This document discusses the practice of female genital mutilation (FGM) in Nigeria and is an update of a COI Focus of 12 October 2015. Four countries account for two thirds of cut women worldwide: Egypt, Ethiopia, Sudan and Nigeria, which has the largest population in Africa (178.5 million inhabitants in 2014). With 20 million cut women, Nigeria is also the country with the largest number of women who underwent FGM.
The previous version of this research was based on figures from the 2013 Demographic and Health Survey (DHS 2013). For this update, Cedoca uses figures from the Multiple Indicator Cluster Survey 2016-17, (MICS 2017), which were published in February 2018.
According to the MICS 2017, 18.4 % of women aged between 15 and 49 in Nigeria underwent FGM. This figure rises to 25.3 % for girls between 0 and 14 years.
Among these women and girls, the most frequent forms of FGM involve the removal of flesh, often at a very early age. Recutting and reinfibulation are very rarely practiced.
FGM is mainly practiced in the south of the country, especially in Osun, Ebonyi, Ekiti, Imo, Oyo and Kwara States.
The higher a family’s wealth index quintile, the more FGM tends to be practiced on women at a later age. Conversely, 43 % of girls in the poorest wealth index quintile have been subjected to cutting versus 14,4 % in the highest wealth index quintile.
Parents believe FGM prevents sexual promiscuity and infidelity, increases fertility and marriage opportunities, facilitates birth, prevents neonatal mortality, and conforms to cultural standards regarding the ‘appearance’ of female genitalia. They may also have a strong desire to maintain customs and traditions transmitted by their ancestors or to conform to prevalent social norms.

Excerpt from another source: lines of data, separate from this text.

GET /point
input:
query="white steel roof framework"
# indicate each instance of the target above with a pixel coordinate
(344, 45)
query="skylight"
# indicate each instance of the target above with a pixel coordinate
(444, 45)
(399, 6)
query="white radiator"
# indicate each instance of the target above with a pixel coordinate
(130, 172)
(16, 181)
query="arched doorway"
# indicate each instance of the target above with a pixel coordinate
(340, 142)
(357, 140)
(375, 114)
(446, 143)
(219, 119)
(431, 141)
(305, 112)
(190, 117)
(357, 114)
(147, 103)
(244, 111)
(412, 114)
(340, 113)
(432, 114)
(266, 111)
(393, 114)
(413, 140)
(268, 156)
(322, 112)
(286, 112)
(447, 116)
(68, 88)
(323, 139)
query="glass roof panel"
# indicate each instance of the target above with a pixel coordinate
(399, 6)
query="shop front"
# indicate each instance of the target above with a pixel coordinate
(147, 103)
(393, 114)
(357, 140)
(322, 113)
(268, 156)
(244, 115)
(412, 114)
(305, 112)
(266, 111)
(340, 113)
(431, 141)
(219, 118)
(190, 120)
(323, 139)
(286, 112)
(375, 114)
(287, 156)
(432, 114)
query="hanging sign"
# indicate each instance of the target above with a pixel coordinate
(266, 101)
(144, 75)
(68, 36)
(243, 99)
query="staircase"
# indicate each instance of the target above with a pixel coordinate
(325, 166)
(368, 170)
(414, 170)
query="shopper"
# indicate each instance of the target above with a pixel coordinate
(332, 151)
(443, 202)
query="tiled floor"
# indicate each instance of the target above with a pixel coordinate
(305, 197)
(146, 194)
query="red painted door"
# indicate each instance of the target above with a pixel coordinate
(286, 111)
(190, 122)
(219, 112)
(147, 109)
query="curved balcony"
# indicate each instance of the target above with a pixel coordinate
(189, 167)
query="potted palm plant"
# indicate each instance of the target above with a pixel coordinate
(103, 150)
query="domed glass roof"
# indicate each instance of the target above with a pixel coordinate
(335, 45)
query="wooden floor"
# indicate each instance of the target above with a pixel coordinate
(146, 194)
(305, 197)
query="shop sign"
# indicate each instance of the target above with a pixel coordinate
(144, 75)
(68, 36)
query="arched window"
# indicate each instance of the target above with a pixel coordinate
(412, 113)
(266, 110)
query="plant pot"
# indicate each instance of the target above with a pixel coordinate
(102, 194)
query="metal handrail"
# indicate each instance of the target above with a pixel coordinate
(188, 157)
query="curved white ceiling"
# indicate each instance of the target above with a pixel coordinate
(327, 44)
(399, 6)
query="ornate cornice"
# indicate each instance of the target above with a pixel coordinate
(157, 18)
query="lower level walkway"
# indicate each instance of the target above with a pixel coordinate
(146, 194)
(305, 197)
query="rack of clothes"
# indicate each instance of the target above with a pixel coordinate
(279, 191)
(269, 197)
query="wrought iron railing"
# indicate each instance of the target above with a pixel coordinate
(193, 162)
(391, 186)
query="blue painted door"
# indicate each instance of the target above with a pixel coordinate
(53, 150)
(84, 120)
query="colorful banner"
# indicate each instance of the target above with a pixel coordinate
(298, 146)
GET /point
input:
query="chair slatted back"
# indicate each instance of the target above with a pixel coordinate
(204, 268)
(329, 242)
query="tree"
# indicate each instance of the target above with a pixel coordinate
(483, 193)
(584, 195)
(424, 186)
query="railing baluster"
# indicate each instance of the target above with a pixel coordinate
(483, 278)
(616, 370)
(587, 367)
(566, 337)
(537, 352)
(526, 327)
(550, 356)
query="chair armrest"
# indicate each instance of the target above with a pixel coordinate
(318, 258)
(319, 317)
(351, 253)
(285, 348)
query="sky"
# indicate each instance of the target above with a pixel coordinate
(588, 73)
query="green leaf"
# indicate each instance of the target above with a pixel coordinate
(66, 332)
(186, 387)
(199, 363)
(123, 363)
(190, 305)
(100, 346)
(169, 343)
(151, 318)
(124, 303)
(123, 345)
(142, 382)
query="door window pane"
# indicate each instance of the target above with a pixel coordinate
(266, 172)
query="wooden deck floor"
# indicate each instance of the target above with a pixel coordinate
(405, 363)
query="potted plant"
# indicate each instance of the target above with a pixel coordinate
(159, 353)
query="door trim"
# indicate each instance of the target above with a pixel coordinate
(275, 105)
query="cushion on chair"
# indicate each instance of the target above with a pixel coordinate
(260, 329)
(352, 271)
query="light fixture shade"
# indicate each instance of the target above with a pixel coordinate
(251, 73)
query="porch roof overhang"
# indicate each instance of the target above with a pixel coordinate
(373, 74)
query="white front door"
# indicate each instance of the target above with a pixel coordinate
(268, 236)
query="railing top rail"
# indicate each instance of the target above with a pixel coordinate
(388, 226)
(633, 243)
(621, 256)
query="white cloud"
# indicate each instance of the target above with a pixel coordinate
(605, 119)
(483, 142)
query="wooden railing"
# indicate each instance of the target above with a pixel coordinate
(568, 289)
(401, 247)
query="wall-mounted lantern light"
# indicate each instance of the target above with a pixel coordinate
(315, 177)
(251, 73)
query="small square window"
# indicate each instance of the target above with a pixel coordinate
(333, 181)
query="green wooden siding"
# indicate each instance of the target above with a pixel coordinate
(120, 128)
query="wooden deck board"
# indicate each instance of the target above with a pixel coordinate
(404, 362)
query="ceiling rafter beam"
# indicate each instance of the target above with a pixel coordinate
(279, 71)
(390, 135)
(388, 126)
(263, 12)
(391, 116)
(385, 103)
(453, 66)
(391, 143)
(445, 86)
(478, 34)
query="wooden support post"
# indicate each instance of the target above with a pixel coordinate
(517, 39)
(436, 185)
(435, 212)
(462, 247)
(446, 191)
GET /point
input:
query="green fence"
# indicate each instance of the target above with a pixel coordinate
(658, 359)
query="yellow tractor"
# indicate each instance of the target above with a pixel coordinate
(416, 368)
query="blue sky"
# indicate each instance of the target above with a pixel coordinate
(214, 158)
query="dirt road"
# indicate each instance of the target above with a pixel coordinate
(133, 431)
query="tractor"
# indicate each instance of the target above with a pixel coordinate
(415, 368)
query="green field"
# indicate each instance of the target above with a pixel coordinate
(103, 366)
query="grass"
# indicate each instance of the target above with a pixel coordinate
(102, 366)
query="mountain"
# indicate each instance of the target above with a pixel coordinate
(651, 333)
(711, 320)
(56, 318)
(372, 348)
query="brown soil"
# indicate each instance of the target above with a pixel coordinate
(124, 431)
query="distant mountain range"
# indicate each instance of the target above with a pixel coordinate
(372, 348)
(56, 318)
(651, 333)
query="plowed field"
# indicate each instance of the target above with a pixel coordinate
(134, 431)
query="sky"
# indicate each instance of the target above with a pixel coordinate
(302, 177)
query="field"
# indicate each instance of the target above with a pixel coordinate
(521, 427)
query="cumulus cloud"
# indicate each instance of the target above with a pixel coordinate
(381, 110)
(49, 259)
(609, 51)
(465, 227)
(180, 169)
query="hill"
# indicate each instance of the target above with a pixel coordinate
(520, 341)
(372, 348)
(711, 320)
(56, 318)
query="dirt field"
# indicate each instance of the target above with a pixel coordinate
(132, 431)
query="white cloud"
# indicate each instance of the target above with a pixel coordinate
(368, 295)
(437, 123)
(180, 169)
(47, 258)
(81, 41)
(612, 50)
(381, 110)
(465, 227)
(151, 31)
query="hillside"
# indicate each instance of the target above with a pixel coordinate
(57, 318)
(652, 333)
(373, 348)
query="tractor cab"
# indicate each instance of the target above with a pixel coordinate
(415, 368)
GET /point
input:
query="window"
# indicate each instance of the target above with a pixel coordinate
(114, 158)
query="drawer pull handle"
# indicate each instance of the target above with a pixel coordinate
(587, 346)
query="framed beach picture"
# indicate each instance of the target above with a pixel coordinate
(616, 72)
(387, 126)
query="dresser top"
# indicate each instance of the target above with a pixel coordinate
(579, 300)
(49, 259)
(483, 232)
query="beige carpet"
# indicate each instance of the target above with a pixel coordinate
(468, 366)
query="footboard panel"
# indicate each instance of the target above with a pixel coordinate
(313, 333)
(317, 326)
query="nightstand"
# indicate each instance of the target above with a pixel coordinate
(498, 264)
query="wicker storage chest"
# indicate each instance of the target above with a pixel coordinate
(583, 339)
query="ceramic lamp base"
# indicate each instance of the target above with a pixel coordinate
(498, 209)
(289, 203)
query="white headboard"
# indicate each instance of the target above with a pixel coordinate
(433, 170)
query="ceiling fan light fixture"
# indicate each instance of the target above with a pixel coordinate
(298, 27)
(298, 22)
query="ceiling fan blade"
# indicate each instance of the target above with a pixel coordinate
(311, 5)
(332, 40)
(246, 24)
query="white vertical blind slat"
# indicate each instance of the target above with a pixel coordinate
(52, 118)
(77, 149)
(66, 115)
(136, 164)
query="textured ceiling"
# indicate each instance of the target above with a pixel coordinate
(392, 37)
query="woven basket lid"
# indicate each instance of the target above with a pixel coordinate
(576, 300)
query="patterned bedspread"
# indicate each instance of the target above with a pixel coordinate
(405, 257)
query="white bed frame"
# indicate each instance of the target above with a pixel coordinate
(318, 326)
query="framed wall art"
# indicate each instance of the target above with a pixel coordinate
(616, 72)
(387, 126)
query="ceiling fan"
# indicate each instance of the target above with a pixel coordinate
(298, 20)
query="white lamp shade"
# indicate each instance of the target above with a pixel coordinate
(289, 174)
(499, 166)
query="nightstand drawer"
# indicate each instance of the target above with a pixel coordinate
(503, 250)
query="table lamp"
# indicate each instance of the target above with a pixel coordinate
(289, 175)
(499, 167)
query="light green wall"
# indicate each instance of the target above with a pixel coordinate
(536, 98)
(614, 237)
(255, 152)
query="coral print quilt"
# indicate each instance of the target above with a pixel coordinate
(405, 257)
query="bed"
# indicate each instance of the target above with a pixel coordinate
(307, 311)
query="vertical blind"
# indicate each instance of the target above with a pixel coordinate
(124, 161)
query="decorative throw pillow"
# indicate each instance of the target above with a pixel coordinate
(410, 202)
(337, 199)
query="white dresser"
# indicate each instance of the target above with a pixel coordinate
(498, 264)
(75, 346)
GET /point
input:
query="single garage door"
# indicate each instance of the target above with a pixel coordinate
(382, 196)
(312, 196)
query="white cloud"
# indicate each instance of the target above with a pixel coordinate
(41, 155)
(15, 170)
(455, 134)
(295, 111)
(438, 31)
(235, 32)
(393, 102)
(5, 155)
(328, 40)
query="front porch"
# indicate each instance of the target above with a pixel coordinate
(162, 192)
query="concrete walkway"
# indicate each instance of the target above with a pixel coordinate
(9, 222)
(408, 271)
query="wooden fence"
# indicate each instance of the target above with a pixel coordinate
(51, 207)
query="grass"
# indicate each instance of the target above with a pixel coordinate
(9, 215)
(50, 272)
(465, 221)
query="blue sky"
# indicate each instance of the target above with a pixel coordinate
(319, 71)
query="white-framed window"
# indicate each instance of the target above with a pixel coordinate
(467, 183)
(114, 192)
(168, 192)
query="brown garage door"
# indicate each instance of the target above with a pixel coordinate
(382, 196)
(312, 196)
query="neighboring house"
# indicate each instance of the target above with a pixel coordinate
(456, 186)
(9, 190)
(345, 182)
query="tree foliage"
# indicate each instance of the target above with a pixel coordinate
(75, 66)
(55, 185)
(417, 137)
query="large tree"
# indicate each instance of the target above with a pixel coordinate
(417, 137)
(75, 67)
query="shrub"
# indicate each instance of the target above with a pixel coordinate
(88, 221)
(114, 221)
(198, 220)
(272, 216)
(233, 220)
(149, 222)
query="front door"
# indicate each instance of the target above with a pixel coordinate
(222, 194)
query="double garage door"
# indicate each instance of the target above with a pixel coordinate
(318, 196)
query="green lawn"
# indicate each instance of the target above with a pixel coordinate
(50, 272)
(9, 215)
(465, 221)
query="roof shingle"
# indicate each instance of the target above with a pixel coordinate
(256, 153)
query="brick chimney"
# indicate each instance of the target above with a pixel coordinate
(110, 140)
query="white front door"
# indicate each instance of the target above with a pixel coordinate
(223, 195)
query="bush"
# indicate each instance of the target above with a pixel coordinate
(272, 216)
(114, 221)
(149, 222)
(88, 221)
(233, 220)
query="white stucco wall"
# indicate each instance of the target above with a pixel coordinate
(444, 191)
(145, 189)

The decision to practice FGM is taken by the parents of the girl, the father having the last word, even though he is kept away from the cutting procedure and the scarring process. Sometimes, the father leaves the decision with the mother, on the basis of the assumption that she knows more about the subject. A survey conducted by the Population Council has shown that grandmothers may also play an influential role in the decision.
Cutting is often practiced by traditional ‘circumcisers’, more rarely by health professionals.
Nigeria scores very low on gender equality scales developed by international bodies. This implies that discrimination against women is widespread.
The issue of female circumcision belongs to the private sphere and information on a woman’s status regarding female circumcision is not necessarily shared with other persons. The sources consulted by Cedoca do not mention major physical or social repercussions for parents who do not want their daughter to be circumcised.
Nigeria has ratified a number of international treaties condemning FGM as a form of violence against women. Campaigns to curb the practice of FGM are launched or supported by the government through several of its ministries. The Violence Against Persons (Prohibition) Act (VAPP Act) of May 2015 bans FGM, among other practices. For the time being, this Act only applies in the Federal Capital Territory and has to be approved by the legislative assembly of a federal state in order to come into force in that state.
Twelve federal States have however adopted specific laws banning FGM.
The Nigeria Police Force (NPF) is the main law enforcement agency in Nigeria. Nigeria also has a two-tiered judiciary but in the Federal Capital Territory, only the Supreme Court is competent to hear and decide cases under the VAPP Act.
According to the sources consulted by Cedoca, no one involved in FGM has ever been sentenced by a court. Difficulties arise in relation to women’s access to justice, especially in rural areas. Cultural practices are also an obstacle to legal redress.
The main actors promoting awareness against FGM are the State (several highly placed officials have openly taken a stance against this practice) and NGOs. However, the Population Council found that awareness campaigns and actions have minimal results.
Some hospitals have qualified personnel to treat the medical consequences of FGM. The Population Council is currently conducting research into this issue but does not as yet have detailed information it can share. For cultural reasons, psychological care is less of an option.
The policy implemented by the Commissioner General is based on a thorough analysis of accurate and up-to-date information on the general situation in the country of origin. This information is collated in a professional manner from various, objective sources, including the EASO, the UNHCR, relevant international human rights organisations, non-governmental organisations, professional literature and coverage in the media. When determining policy, the Commissioner General does not only examine the COI Focuses written by Cedoca and published on this website, as these deal with just one aspect of the general situation in the country of origin. The fact that a COI Focus could be out-of-date does not mean that the policy that is being implemented by the Commissioner General is no longer up-to-date.
When assessing an application for asylum, the Commissioner General not only considers the actual situation in the country of origin at the moment of decision-making, he also takes into account the individual situation and personal circumstances of the applicant for international protection. Every asylum application is examined individually. An applicant must comprehensively demonstrate that he has a well-founded fear of persecution or that there is a clear personal risk of serious harm. He cannot, therefore, simply refer back to the general conditions in his country, but must also present concrete, credible and personal facts.
There is no policy paper for this country available on the website.